More personally this relates to my artistic journey in that I had a certain point of view on art for a long while, and feel this semester, as though I have reached some climactic point where I have realized art is more selfish, and creates less of an impact, than I would like to believe. The piece represents my journey, the long tiresome journey, the initial let down, and the fact that each letdown is just the horizon of a new realization and a greater understanding of our place in the world.


This piece was installed at Area 405 in Baltimore, Maryland. It consisted of backless picture frames suspended from the ceiling of the venue.  Viewers were in a constant close examination of 405 and its occupants.  This highlighted the seemingly mundane space that is often over looked or covered up for the artist’s idealization. However, as artists we are inspired by the world around us, and attempt to boil down what is going on to some sort of unbiased reality. This piece latches onto that reality, and unifies the artist’s inspiration and her final artwork. Each frame displays the viewer’s experience as the work of art, for if we are trying to get to some truth out of what is around us, what is more pure than that which is right in front of us?
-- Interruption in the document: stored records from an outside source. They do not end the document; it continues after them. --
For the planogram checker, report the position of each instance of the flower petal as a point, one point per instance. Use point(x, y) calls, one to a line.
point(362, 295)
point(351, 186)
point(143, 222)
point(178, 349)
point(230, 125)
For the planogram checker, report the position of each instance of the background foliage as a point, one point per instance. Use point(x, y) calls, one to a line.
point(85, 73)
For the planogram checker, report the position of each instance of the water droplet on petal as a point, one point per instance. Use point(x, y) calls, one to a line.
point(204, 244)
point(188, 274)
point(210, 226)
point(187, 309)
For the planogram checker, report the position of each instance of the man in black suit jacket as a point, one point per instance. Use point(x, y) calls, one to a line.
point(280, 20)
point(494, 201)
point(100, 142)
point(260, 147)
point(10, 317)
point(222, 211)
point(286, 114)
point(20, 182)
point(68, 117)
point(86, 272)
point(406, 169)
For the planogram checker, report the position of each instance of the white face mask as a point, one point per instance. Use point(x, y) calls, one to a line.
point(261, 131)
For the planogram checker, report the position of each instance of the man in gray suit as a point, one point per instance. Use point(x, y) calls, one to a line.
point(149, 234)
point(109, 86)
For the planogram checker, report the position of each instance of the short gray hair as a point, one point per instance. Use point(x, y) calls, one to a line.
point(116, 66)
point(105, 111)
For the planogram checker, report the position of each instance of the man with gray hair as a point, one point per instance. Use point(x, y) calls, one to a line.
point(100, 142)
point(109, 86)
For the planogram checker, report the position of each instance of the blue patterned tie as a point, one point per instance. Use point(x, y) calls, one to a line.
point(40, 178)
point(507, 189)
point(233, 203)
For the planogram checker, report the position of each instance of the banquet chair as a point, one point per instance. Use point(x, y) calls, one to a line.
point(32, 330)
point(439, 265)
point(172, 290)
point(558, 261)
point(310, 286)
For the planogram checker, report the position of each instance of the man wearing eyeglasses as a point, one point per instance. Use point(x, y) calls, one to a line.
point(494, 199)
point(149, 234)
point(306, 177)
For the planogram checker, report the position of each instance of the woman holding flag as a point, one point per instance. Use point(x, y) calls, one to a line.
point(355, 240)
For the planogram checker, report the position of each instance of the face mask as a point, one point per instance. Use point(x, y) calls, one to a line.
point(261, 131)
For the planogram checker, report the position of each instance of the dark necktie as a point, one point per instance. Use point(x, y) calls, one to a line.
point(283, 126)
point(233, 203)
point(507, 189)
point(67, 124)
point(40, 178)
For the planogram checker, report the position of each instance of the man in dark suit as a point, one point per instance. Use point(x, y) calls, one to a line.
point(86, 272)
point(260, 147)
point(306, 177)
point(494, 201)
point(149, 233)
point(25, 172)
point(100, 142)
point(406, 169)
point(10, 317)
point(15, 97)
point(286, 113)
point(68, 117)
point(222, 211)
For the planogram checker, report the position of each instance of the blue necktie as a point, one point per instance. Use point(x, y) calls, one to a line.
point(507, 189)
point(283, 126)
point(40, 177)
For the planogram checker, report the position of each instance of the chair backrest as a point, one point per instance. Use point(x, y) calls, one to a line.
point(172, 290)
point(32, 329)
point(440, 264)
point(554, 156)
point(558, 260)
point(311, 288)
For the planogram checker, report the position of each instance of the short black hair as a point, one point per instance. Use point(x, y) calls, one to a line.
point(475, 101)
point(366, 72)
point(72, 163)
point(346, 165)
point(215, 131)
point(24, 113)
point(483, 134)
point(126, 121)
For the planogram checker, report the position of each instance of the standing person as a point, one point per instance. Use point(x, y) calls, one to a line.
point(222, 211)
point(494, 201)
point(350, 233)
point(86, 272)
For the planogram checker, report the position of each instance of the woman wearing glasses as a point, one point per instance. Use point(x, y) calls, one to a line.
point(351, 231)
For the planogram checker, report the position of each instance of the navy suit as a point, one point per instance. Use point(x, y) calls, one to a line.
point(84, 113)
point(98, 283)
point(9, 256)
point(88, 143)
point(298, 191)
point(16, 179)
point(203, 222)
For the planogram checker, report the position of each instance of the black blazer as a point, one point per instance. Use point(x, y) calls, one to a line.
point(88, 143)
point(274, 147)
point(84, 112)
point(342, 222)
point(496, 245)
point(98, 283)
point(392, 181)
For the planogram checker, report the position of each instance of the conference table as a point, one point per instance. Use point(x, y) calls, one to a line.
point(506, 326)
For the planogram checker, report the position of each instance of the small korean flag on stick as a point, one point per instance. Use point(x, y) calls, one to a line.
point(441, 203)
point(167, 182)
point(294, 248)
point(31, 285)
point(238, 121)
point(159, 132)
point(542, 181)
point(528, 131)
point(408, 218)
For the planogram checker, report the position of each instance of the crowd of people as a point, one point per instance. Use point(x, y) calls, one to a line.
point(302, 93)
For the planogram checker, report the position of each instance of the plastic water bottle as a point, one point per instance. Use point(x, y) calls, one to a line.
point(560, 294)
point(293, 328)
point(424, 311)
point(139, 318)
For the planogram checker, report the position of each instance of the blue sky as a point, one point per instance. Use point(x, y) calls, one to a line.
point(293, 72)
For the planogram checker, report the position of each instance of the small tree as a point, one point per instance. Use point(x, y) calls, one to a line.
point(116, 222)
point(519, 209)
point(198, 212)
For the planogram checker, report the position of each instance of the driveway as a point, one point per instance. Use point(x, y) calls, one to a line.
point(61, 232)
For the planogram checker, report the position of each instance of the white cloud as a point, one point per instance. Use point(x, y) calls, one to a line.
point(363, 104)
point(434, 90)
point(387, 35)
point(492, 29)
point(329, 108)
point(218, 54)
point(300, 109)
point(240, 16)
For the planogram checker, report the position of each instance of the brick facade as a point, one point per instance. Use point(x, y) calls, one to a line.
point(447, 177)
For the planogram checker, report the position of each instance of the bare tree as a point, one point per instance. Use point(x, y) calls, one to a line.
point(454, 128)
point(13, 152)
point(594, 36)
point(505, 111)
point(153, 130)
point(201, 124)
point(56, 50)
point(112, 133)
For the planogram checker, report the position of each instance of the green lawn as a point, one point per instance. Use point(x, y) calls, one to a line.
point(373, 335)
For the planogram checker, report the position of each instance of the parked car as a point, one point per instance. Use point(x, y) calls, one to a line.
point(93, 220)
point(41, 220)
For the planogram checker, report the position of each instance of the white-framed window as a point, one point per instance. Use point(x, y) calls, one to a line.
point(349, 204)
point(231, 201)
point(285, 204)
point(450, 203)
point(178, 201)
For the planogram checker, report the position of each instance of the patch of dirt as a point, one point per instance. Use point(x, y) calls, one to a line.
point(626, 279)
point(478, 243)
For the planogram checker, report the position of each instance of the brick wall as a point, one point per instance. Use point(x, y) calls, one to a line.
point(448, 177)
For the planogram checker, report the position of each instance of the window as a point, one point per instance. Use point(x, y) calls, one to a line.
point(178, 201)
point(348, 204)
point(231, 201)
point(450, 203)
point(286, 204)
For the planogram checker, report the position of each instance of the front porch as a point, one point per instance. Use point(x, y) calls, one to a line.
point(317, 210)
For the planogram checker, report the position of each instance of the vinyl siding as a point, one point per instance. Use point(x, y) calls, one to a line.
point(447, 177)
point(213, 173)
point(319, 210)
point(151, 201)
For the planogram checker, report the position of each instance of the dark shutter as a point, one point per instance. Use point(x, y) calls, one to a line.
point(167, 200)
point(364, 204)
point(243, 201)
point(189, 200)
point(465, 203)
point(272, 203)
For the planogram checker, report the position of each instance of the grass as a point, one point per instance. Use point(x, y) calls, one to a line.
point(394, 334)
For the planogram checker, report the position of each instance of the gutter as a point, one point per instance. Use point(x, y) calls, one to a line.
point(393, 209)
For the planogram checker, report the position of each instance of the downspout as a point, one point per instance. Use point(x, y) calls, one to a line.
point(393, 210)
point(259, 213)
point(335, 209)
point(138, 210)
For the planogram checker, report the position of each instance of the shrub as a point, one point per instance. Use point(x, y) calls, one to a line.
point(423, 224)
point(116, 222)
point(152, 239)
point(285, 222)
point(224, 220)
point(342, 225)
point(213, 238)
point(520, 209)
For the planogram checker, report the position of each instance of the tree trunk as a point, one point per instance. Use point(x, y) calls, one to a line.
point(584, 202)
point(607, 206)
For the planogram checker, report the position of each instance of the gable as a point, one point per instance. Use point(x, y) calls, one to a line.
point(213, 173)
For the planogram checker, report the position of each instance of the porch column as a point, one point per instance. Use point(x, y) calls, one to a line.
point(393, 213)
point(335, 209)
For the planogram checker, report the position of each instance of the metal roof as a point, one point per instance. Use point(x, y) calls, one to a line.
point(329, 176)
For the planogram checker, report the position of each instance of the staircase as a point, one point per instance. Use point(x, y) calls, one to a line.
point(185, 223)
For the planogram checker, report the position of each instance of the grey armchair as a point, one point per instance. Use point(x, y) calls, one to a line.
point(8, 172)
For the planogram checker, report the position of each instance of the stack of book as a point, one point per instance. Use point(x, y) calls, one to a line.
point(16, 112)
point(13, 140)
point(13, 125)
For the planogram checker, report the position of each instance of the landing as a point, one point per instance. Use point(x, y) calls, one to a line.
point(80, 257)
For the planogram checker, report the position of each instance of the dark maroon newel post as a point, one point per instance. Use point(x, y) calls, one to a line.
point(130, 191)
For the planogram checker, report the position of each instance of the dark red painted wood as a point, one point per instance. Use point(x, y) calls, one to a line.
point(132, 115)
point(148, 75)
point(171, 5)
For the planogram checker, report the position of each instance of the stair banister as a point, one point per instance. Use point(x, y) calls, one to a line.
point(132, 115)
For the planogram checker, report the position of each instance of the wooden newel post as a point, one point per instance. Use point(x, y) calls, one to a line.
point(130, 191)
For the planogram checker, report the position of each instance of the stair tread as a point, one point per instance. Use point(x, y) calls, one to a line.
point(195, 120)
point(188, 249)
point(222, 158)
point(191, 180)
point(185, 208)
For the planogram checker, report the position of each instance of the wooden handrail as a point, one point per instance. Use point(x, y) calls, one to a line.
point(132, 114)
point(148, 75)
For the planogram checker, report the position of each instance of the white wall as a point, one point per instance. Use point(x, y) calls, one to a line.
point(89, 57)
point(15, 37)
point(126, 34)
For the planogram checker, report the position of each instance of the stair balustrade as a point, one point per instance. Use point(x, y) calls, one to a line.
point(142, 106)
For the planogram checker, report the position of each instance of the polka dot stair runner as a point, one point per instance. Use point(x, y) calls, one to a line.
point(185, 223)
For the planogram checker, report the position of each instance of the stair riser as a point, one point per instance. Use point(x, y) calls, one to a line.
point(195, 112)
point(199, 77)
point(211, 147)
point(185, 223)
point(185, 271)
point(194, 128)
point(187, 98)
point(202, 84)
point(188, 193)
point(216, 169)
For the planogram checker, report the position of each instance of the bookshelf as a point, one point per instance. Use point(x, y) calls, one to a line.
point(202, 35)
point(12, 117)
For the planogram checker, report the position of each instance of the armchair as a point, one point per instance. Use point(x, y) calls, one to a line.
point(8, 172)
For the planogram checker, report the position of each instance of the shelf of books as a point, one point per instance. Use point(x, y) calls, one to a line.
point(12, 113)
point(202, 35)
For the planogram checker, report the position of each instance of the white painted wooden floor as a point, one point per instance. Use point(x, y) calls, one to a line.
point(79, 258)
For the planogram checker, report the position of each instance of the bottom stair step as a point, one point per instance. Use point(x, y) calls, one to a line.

This piece was inspired by my recent writing, in which I record everyday something I observed. Our lives are mundane and repetitive. We only have so much control of our surroundings (including our environment, other people and their actions). The one thing that we can control is our outlook. If only we could look at our surroundings with a fresh eye, with an eye that appreciates the smallest little wonders. It is through these small mundane things that we understand the larger pictures – we learn best through relating that which we don’t know to that which we already know. These little wonders are essential lenses in which we can find both joy and meaning. This piece literally framed little wonders for the viewer in frames that moved, enabling the viewer to look at his surroundings from many different points of view, as oppose to the common apathy we have for our surroundings.

October 1, 2010

a collection of castaways

where are we going?


September 16, 2010

July 30, 2010

More notebooks made from found materials - soda boxes, magazines, and scrap paper.